Federal District Judge Anthony Trenga eventually asked both sides for more legal briefs on the matter, though he seemed inclined to order Slaby’s reinstatement sooner rather than later. Slaby’s attorneys argued that Trenga should force the FBI to reinstate Slaby immediately — even if it meant creating a special training program for him.
“Any inconvenience to the FBI was caused by his unlawful removal, so they should bear the burden of that inconvenience,” attorney John Griffin said after the hearing.
Almost since it was filed last year, Slaby’s lawsuit has rippled through the FBI from Milwaukee to Washington. In the weeks before the trial began, a federal district court magistrate judge derided as “wholly inappropriate” comments that a Milwaukee supervising agent, Teresa Carlson, made to another agent who had evaluated Slaby before Slaby was hired. Carlson’s attorney has previously said she cannot comment because of a pending investigation by the inspector general’s office.

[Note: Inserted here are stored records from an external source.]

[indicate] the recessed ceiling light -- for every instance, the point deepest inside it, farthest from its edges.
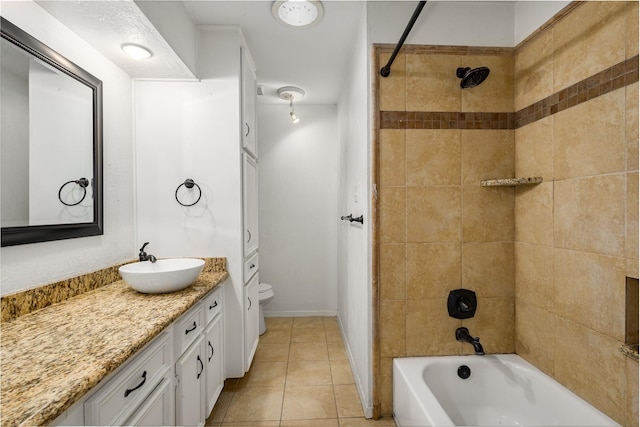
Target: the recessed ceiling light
(136, 52)
(298, 13)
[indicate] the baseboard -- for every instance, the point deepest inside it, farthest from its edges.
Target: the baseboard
(368, 409)
(324, 313)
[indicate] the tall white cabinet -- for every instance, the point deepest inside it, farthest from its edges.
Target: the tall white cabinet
(250, 242)
(205, 130)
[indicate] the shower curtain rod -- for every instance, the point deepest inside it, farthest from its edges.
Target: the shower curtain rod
(386, 70)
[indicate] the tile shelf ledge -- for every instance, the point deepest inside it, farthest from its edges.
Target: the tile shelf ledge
(511, 182)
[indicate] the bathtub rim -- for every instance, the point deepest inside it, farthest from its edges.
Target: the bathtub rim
(440, 417)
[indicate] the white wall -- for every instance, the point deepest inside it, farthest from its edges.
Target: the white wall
(530, 15)
(298, 214)
(354, 254)
(15, 146)
(29, 266)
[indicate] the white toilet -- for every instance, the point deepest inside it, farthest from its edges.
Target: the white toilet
(266, 294)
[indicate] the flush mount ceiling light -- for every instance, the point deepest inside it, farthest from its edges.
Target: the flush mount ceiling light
(289, 93)
(136, 52)
(298, 13)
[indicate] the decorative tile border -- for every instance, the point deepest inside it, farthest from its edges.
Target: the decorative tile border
(21, 303)
(616, 77)
(445, 120)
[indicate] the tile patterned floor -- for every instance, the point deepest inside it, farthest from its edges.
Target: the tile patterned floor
(300, 377)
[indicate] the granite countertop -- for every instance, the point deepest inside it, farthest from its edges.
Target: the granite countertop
(50, 358)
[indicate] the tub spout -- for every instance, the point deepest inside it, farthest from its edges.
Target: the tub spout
(462, 334)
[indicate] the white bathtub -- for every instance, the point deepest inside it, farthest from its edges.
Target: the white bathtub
(501, 390)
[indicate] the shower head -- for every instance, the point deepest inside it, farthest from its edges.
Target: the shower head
(472, 78)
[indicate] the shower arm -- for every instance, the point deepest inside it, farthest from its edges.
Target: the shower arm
(386, 70)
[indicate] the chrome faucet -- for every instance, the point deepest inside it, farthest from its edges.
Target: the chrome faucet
(462, 334)
(143, 255)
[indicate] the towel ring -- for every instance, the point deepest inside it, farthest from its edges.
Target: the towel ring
(82, 182)
(189, 183)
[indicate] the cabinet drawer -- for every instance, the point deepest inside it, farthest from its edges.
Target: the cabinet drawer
(251, 266)
(120, 397)
(188, 327)
(212, 305)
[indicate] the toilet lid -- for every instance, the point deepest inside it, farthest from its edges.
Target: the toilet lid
(264, 287)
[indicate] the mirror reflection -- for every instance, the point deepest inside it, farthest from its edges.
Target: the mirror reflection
(50, 144)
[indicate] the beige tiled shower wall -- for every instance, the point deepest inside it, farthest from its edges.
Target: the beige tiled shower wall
(439, 229)
(548, 262)
(576, 235)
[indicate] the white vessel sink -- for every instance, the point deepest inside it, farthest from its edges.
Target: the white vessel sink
(162, 276)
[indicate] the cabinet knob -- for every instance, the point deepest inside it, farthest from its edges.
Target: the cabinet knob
(193, 328)
(201, 367)
(128, 391)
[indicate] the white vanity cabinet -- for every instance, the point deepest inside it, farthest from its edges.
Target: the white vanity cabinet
(214, 349)
(130, 394)
(174, 380)
(199, 366)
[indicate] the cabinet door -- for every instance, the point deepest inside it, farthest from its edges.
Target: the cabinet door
(190, 391)
(157, 409)
(214, 363)
(249, 94)
(250, 204)
(252, 320)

The lawsuit itself, though, was relatively simple. After Slaby, whose left hand was blown off by a defective “flash-bang” grenade in 2004, passed basic fitness-for-duty tests and was admitted to the FBI’s training academy in 2011, instructors removed him, concluding that he could not safely fire a gun with his prosthetic hand. He disagreed, sued and won.
If and how Slaby would be trained, though, was left for Trenga to decide. U.S. attorneys also said Wednesday that they were still considering filing motions to throw out the jury verdict or to ask for a new trial.
Slaby’s attorneys argued Wednesday that Slaby — who still works for the FBI’s Hostage Rescue Team, just not as a special agent — should begin special agent training immediately with Special Agent Charles Pierce, his FBI supervisor, serving as a monitor. Pierce testified for Slaby at his trial, calling him a “consummate professional.”
U.S. attorneys and Turgal countered that Slaby could not be reinstated immediately because the sequester had forced the FBI to slash hundreds of millions of dollars from its budget and suspend all of its academy classes. They proposed that he be admitted to the next academy class, working with FBI lawyers and a human resources higher-up to make sure the process was fair.
But when that process would begin was uncertain, they acknowledged. Turgal said he did not expect any new classes until at least April 2015, unless Congress somehow ended the sequester before that. He argued that it would be difficult to train Slaby on his own because training often requires prospective agents to work in groups.
In response to Trenga’s questioning, though, Turgal eventually acknowledged that the FBI could accommodate Slaby, perhaps by using other agents to serve as actors in group scenarios.
“Certainly, it’s possible,” he said.
Trenga scheduled a hearing for Sept. 12 to continue working out details of the case.